第九話 おばあちゃん
「連」
おばあちゃんは僕を呼んだ。
おじいちゃんは僕が産まれる前にはいなくなっていた。
おばあちゃんも、もう80代後半でお母さんはいついなくなるかわからないって言っていた。
小学生の僕にはお母さんの言っていることがよくわからない。
おばあちゃんはどこに行くんだろう? おじいちゃんもどこへ行ったんだろう?
………うーん。
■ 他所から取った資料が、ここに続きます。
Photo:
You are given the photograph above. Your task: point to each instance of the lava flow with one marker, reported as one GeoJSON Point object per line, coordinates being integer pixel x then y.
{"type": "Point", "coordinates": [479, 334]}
やっぱりよくわかんないや。
「なに?」
「いいものあげるよ」
おいでおいでと手招きして僕を和室に入れた。
「いいもの?」
なんだろう?
僕は笑顔で駆け寄った。
「これ、連にあげるよ」
そう言っておばあちゃんは僕にネックレスみたいなのをくれた。
ネックレスって言っても、キラキラでお嬢様がつけてそうなのじゃなくって、和風のビー玉みたいなのがついているやつ。
青いビー玉みたいなものがキラッと光った。
「あり………がとう」
ゲームソフトとかロボットのおもちゃを期待していたから少し残念。
でも、そんなこと言ったらおばあちゃんは悲しむだろうなって思ったから言わなかった。
「………なんで僕にくれるの? お母さんの方が喜ぶと思うよ?」
僕の素朴な疑問におばあちゃんは一瞬戸惑ったような表情をしたけれど、すぐに笑顔を見せてくれた。
「連は………おばあちゃんが好きでしょう?」
「うん! 大好きだよ」
ちっちゃい頃から一緒にいてくれたおばあちゃんが大好きだ。
お母さんとお父さんが仕事でいないときに、「内緒ね」ってケーキを買ってくれるおばあちゃんが大好きだ。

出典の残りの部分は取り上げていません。